Of the many birds that fly
(And how many pass me by!)
You ’re the first I ever prest,
Of the many, to my breast:
Therefore it is very right
You should be my own delight.’

LA FONTAINE AND DE LA ROCHEFOUCAULT

La Fontaine. I am truly sensible of the honour I receive, M. de la Rochefoucault, in a visit from a personage so distinguished by his birth and by his genius. Pardon my ambition, if I confess to you that I have long and ardently wished for the good fortune, which I never could promise myself, of knowing you personally.

Rochefoucault. My dear M. de la Fontaine!

La Fontaine. Not ‘de la’, not ‘de la’. I am La Fontaine, purely and simply.

Rochefoucault. The whole; not derivative. You appear, in the midst of your purity, to have been educated at court, in the lap of the ladies. What was the last day (pardon!) I had the misfortune to miss you there?

La Fontaine. I never go to court. They say one cannot go without silk stockings; and I have only thread: plenty of them indeed, thank God! Yet, would you believe it? Nanon, in putting a solette to the bottom of one, last week, sewed it so carelessly, she made a kind of cord across: and I verily believe it will lame me for life; for I walked the whole morning upon it.

Rochefoucault. She ought to be whipped.

La Fontaine. I thought so too, and grew the warmer at being unable to find a wisp of osier or a roll of packthread in the house. Barely had I begun with my garter, when in came the Bishop of Grasse, my old friend Godeau, and another lord, whose name he mentioned, and they both interceded for her so long and so touchingly, that at last I was fain to let her rise up and go. I never saw men look down on the erring and afflicted more compassionately. The bishop was quite concerned for me also. But the other, although he professed to feel even more, and said that it must surely be the pain of purgatory to me, took a pinch of snuff, opened his waistcoat, drew down his ruffles, and seemed rather more indifferent.

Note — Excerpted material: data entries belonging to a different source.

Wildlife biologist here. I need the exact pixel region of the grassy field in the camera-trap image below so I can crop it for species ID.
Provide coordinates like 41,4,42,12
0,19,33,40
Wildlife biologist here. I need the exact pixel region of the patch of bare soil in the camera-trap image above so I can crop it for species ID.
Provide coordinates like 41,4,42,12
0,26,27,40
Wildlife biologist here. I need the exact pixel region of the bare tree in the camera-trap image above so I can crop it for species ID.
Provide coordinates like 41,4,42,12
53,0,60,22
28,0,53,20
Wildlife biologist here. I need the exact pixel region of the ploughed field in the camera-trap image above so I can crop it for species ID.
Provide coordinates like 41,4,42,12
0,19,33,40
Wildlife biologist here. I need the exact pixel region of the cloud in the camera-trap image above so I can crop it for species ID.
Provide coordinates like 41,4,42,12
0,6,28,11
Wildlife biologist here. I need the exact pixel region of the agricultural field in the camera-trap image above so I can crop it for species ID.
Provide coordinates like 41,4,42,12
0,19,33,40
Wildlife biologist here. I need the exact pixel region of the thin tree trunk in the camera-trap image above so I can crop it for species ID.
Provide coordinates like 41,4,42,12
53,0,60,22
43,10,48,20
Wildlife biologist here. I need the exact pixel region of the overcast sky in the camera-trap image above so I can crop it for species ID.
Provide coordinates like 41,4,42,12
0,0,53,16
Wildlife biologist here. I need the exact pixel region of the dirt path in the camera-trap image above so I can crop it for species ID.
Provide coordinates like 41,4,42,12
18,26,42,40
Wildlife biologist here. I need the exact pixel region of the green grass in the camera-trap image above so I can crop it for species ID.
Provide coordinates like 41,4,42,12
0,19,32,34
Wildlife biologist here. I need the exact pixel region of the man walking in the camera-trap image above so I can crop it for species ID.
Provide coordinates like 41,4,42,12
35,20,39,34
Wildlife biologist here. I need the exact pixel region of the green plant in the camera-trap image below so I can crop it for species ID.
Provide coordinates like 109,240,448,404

Rochefoucault. Providentially, in such moving scenes, the worst is soon over. But Godeau’s friend was not too sensitive.

La Fontaine. Sensitive! no more than if he had been educated at the butcher’s or the Sorbonne.

Rochefoucault. I am afraid there are as many hard hearts under satin waistcoats as there are ugly visages under the same material in miniature cases.

La Fontaine. My lord, I could show you a miniature case which contains your humble servant, in which the painter has done what no tailor in his senses would do; he has given me credit for a coat of violet silk, with silver frogs as large as tortoises. But I am loath to get up for it while the generous heart of this dog (if I mentioned his name he would jump up) places such confidence on my knee.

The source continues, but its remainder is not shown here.